Posted: February 8, 2011 in Random Posts

Funny old day, today. My crime novel, Burn, Baby, Burn started life eight years ago when I decided to test out the idea that ‘everyone has a book in them.’

It took over my life, well a year of my life, but I finished it then more or less ignored it for a year or two. Or three, or four, or five, actually.

I eventually took up writing again, wrote two more novels, which won a couple of competitions for new writers, you know the sort of thing I mean – best unpublished novel by a man living in a ruined old house in rural Spain and the like – but never even suggested they would ever earn their keep.

18 months ago, unable to go out after operations on both knees, I joined the writers’ site, Authonomy with my original book, by then entitled ‘Mummy’s Boy.’ After a nervous breakdown or two along the way it eventually received a Gold Medal as one of the top five books on the site.

Post-Authonomy, I submitted the book to agents, publishers, built up a splendid collection of rejections. A few were scribbled notes from people who’d probably not read past the first paragraph, but mostly they were encouraging.

If rejection can ever be ‘encouraging.’

I learnt to look for familiar phrases: shows great promise, liked it, didn’t love it, in the present financial climate – these words, or variations on the theme, were part of virtually every letter.
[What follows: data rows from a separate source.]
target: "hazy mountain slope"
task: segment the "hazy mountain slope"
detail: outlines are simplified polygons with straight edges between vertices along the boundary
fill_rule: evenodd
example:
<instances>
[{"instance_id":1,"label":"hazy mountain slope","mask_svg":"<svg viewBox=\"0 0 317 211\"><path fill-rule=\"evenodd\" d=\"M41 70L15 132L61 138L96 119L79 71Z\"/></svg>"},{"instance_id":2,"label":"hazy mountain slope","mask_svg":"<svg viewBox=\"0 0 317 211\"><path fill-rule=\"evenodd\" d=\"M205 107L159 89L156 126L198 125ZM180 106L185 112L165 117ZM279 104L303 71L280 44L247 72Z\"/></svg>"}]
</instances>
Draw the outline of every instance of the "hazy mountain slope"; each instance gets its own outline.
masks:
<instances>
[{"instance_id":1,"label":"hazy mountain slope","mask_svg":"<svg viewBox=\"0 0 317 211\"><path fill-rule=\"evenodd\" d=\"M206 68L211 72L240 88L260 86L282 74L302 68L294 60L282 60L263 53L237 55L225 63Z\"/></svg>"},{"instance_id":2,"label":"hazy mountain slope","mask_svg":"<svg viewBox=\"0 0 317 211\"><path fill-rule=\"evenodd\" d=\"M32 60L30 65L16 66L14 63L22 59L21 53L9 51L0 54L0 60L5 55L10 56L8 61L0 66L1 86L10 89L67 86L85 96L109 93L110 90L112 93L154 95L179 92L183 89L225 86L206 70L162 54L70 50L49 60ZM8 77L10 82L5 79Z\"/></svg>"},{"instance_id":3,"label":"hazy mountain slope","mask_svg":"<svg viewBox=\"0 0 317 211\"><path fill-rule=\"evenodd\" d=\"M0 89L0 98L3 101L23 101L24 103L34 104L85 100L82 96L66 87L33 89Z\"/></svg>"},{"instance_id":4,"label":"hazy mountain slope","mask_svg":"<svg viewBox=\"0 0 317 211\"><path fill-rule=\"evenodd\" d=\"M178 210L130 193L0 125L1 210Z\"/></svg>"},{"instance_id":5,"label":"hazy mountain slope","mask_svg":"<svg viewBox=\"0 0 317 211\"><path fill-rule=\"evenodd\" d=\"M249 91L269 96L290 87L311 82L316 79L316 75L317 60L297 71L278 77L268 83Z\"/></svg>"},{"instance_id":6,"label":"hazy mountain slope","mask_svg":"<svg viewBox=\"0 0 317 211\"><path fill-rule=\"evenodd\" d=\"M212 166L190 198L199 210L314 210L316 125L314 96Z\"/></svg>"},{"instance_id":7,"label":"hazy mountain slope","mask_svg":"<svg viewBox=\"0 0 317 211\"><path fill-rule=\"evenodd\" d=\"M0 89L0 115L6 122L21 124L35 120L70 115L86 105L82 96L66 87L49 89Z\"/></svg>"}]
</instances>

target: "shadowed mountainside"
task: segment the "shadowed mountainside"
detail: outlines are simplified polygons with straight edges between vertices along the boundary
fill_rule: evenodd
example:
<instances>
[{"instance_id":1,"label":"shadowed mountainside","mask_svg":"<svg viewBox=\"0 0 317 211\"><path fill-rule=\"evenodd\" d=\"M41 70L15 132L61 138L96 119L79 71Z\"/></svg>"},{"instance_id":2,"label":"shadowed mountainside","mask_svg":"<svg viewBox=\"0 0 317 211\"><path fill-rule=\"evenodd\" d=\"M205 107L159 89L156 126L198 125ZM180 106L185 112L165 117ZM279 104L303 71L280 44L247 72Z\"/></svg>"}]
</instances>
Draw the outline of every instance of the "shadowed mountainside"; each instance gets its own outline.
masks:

In mid-January I decided on a different approach. I still had the whole manuscript out, being looked at by an agent and a publisher, but I took the plunge and ‘made’ an e-book. It’s the future, isn’t it? Books that can be read on a Kindle, an i-Pad, a laptop, a PC, even on a mobile ‘phone. ‘Proper’ writers do it, why shouldn’t I at least test the water?

This morning I had a reply from a publisher who had been looking at my manuscript for weeks. He’s clearly read it, all of it, and provided me with a very useful critique. The final sentence ‘We like it, we don’t love it’ was familiar territory.
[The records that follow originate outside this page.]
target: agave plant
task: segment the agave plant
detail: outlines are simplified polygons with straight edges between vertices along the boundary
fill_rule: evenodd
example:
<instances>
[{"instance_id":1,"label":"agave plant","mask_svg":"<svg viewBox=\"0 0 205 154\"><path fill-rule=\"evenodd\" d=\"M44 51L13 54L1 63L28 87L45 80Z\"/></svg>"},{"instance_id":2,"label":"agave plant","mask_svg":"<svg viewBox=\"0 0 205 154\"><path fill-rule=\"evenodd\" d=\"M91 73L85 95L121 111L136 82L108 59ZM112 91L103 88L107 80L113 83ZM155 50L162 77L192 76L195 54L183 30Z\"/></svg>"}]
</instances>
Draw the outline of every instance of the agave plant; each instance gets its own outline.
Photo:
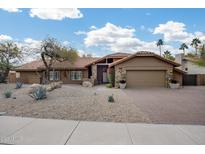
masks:
<instances>
[{"instance_id":1,"label":"agave plant","mask_svg":"<svg viewBox=\"0 0 205 154\"><path fill-rule=\"evenodd\" d=\"M20 89L23 86L23 82L17 81L16 82L16 89Z\"/></svg>"},{"instance_id":2,"label":"agave plant","mask_svg":"<svg viewBox=\"0 0 205 154\"><path fill-rule=\"evenodd\" d=\"M46 88L45 87L36 87L33 89L31 95L35 100L41 100L46 98Z\"/></svg>"},{"instance_id":3,"label":"agave plant","mask_svg":"<svg viewBox=\"0 0 205 154\"><path fill-rule=\"evenodd\" d=\"M115 100L114 100L113 94L111 96L108 96L108 102L113 103L114 101Z\"/></svg>"},{"instance_id":4,"label":"agave plant","mask_svg":"<svg viewBox=\"0 0 205 154\"><path fill-rule=\"evenodd\" d=\"M6 90L6 91L4 92L5 98L11 98L11 95L12 95L12 92L11 92L10 90Z\"/></svg>"}]
</instances>

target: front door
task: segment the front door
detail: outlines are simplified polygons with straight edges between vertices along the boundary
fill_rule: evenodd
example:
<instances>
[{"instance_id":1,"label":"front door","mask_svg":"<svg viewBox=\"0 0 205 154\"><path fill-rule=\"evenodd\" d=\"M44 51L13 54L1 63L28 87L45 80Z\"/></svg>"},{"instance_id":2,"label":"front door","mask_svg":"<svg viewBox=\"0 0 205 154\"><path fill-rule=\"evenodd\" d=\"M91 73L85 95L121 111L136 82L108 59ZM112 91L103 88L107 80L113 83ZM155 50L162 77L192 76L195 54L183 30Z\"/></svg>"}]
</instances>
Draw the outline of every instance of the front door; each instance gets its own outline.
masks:
<instances>
[{"instance_id":1,"label":"front door","mask_svg":"<svg viewBox=\"0 0 205 154\"><path fill-rule=\"evenodd\" d=\"M98 65L97 66L97 83L103 84L107 83L107 65Z\"/></svg>"}]
</instances>

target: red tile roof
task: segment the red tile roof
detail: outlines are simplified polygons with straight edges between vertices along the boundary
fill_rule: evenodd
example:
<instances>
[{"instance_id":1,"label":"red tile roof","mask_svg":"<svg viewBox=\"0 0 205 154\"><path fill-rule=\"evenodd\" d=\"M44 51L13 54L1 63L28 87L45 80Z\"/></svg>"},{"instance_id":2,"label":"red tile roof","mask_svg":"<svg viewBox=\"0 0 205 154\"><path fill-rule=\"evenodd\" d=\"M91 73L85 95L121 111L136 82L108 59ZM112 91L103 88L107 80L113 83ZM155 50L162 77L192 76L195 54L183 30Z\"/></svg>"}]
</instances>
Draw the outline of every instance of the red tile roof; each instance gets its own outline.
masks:
<instances>
[{"instance_id":1,"label":"red tile roof","mask_svg":"<svg viewBox=\"0 0 205 154\"><path fill-rule=\"evenodd\" d=\"M118 60L118 61L116 61L116 62L114 62L114 63L111 63L110 65L109 65L109 67L112 67L112 66L115 66L115 65L118 65L118 64L120 64L120 63L123 63L123 62L125 62L125 61L127 61L127 60L129 60L129 59L132 59L132 58L134 58L134 57L140 57L140 56L142 56L142 57L150 57L150 56L152 56L152 57L155 57L155 58L158 58L158 59L160 59L160 60L162 60L162 61L164 61L164 62L167 62L167 63L169 63L169 64L172 64L172 65L174 65L174 66L180 66L180 64L178 64L178 63L176 63L176 62L174 62L174 61L172 61L172 60L169 60L169 59L165 59L164 57L162 57L162 56L160 56L160 55L157 55L157 54L155 54L154 52L150 52L150 51L139 51L139 52L136 52L135 54L133 54L133 55L131 55L131 56L128 56L128 57L125 57L125 58L123 58L123 59L120 59L120 60Z\"/></svg>"},{"instance_id":2,"label":"red tile roof","mask_svg":"<svg viewBox=\"0 0 205 154\"><path fill-rule=\"evenodd\" d=\"M79 57L74 63L70 63L69 61L63 62L55 62L52 68L55 69L85 69L85 65L95 61L99 58L93 57ZM35 60L30 63L26 63L18 68L16 71L36 71L45 69L44 63L42 60Z\"/></svg>"}]
</instances>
A downer then, another setback?

Well, yes and no.

You see, the e-book is doing rather well out in the mysterious world of cyberspace. Since I toddled off to bed last night I’ve sold 103 copies of my book. One hundred and three! Many of them while I was asleep.

Burn, Baby Burn is the 14th, yes, that’s fourteenth biggest-selling book on the Amazon Kindle Thriller charts. The books above mine, well if I say I’ve heard of all the authors, many of them being household names, you’ll see how ecstatic I am.

The e-book was only ever intended to widen my readership, get me noticed. It’s certainly doing that! I’m a complete novice, no idea about how to go about marketing, publicity, all that stuff, don’t have a major publishing house behind me.

None of that.

Swings and roundabouts, eh? Knocked back one minute, over the moon next.

Wonder what the next 24 hours will bring.

Comments
  1. :) Yay! I am inspired.

    I might even have a go at a proper book myself – the poetry is selling like pork pies in a bar mitzvah – in other words very sporadically to people who seem to be checking nobody is looking and then rushing off quickly to consume in private before their secret shame is revealed.

    Mind you – your stuff is awesome – even if I did write a proper book it wouldn’t be anywhere near as good. But I still might see what happens – just to say I finally finished one.

    Any writer that can lure me back into reading gritty violent stuff again has got to be a master of the written word. You are the only one who managed it.

  2. [...] This post was mentioned on Twitter by Michele Brenton, Jake Barton. Jake Barton said: Funny old day – A writer’s view of swings and roundabouts. http://wp.me/p1fTGg-58 [...]

  3. Barbara Mayo-Neville says:

    Alot of life is like that–swings and roundabouts! But the sale of your book takes no one who has read it by surprise. This is a marvelous book. The tension simply keeps the reader turning the page…even if it is digitally!

  4. Toby Neal says:

    Great story and thanks for sharing, Jake!